Ann Alejandro was not only a teacher, mother, writer, and proud Texan. She was also a woman with writer friends. By the end of the book, I didn’t need for Alejandro’s poetic insights to be famous. They would have been just as vivid if she had written them to me personally and stuffed them in an envelope. But an enviable layer is added to the top of her story—that her writer friends saw her potential and planned to publish her work posthumously.
On June 7, 2019, Ann died at her home in Uvalde that she loved so much. She was 64 years old. Shortly before she passed away, she humorously said to Winik and Nye, “Make me famous.” I’m envious of Ann’s friendships—people who weren’t willing for her writings to die too. Friends that went the distance to make sure they kept a promise to a friend. After all, what did Nye and Winik have to gain from publishing their friend’s letters? Not attention to their own work. Not book sales. What they gained by bringing I Know About a Thousand Things into the world is the same thing we gain as readers: more of their friend, distilled to her essence.
Lastly, there’s something lucky about not having to witness more pain in the world. To leave this planet with a happy view of a place you loved could be called a blessing. That is certainly the case for Alejandro, who would never live to see the day when unthinkable gun violence ripped through her beloved Uvalde community on May 24, 2022. Winik speaks to this in the afterword, saying:
“As the news came in [of the Uvalde shooting], even before we knew that Ann’s great-niece Layla Salazar was among the lost, it crossed both our minds that it was a blessing Ann didn’t live to see this. How could she have borne it?” (p. 87)

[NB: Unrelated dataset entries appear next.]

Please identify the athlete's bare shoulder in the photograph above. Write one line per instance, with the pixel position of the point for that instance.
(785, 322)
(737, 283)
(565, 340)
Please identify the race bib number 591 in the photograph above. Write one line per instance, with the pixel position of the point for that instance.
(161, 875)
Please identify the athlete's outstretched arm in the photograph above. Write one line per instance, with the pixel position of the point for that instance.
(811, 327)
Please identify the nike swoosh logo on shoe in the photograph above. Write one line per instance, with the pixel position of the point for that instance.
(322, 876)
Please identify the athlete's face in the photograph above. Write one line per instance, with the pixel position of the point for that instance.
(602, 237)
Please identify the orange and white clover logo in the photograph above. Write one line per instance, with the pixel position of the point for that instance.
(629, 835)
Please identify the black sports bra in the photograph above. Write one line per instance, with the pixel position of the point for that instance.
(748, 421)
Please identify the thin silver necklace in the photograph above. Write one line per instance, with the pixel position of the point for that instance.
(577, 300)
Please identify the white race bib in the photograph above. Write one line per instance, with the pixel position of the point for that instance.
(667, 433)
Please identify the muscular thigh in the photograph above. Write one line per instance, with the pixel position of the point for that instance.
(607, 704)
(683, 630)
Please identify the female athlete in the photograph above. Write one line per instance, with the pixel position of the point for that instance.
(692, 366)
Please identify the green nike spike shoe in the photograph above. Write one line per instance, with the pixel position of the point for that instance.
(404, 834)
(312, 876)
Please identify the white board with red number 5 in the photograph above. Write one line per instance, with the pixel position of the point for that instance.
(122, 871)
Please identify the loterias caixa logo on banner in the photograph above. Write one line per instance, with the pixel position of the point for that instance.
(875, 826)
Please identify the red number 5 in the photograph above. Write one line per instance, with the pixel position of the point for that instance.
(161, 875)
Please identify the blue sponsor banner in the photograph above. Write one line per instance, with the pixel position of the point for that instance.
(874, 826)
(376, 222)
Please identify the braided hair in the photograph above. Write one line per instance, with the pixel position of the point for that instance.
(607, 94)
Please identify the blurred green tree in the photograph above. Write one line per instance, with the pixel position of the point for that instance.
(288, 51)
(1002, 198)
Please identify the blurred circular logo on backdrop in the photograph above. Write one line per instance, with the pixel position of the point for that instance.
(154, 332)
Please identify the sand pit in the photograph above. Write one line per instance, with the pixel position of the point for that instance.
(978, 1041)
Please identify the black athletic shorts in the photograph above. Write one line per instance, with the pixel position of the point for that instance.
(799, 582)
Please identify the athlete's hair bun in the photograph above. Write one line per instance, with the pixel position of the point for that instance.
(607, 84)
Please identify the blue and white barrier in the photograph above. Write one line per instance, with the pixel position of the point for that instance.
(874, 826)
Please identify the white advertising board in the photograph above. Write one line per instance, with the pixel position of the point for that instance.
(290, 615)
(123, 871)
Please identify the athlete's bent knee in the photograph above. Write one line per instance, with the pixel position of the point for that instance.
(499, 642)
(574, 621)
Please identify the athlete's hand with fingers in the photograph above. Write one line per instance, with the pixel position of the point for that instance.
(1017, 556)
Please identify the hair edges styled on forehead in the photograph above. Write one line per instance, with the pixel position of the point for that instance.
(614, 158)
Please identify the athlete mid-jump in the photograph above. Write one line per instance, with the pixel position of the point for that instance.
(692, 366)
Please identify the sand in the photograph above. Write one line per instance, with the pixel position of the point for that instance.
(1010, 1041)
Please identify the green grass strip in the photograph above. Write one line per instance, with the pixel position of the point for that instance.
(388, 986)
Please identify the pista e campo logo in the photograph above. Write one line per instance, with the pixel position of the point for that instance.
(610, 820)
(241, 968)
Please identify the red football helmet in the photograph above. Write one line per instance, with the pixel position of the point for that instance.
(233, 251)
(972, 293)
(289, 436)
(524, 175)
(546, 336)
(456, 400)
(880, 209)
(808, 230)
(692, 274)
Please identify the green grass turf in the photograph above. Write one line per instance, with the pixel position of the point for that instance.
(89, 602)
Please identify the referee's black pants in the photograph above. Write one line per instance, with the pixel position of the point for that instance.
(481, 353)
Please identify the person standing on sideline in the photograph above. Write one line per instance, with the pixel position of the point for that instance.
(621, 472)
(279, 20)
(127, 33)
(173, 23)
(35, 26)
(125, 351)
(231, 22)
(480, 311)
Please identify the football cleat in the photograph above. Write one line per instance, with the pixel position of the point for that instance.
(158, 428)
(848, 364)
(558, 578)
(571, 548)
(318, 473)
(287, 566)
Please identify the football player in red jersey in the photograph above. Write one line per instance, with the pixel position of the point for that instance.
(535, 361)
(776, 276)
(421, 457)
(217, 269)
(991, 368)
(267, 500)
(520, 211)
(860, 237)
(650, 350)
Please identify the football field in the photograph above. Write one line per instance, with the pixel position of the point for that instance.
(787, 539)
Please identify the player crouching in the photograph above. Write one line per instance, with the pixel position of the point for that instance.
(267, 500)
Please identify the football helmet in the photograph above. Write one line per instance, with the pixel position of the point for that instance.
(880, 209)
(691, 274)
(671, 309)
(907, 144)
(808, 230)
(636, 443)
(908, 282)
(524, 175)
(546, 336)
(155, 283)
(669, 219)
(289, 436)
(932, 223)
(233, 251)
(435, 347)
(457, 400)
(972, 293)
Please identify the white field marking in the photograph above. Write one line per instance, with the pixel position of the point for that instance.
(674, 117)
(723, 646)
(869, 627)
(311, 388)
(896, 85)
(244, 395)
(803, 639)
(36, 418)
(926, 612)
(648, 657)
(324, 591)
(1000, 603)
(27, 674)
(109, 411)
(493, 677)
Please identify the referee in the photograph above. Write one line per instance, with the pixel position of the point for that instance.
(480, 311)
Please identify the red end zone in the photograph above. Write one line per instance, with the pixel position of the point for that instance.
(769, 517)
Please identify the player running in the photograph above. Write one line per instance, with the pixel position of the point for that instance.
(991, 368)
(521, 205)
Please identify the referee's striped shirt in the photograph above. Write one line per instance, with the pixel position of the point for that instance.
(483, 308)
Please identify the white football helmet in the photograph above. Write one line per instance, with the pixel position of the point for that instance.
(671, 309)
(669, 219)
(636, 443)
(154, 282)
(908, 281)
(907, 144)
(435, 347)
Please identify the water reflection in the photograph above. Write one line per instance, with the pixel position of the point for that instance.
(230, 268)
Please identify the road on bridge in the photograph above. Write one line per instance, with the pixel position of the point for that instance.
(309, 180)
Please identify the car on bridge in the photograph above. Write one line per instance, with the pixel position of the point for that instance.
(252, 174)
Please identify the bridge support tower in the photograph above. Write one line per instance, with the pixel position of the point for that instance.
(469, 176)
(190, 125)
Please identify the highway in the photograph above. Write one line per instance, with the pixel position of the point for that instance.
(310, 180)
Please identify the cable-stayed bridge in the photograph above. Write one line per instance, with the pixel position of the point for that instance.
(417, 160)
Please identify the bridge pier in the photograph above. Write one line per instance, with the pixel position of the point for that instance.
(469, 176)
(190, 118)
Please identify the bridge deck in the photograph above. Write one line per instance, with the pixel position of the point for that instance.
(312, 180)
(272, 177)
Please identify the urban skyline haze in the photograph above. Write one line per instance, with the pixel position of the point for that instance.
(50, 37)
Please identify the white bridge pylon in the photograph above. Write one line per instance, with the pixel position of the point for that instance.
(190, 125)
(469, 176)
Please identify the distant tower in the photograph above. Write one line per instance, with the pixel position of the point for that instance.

Ann’s absence from the horrors of that tragic day in Uvalde speaks to a quiet mercy.
I Know About a Thousand Things elicits a kind of envy—but one that stirs me. So I say, praise for Ann Alejandro’s choices in life—for the pivot—from searching for publishing notoriety to searching for a stamp and an envelope. Praise for a writer who didn’t “throw her hat into the ring,” but who wisely kept it on her head. After all, you need a good hat when you’re riding your favorite mule through the untamed Texas Hill Country.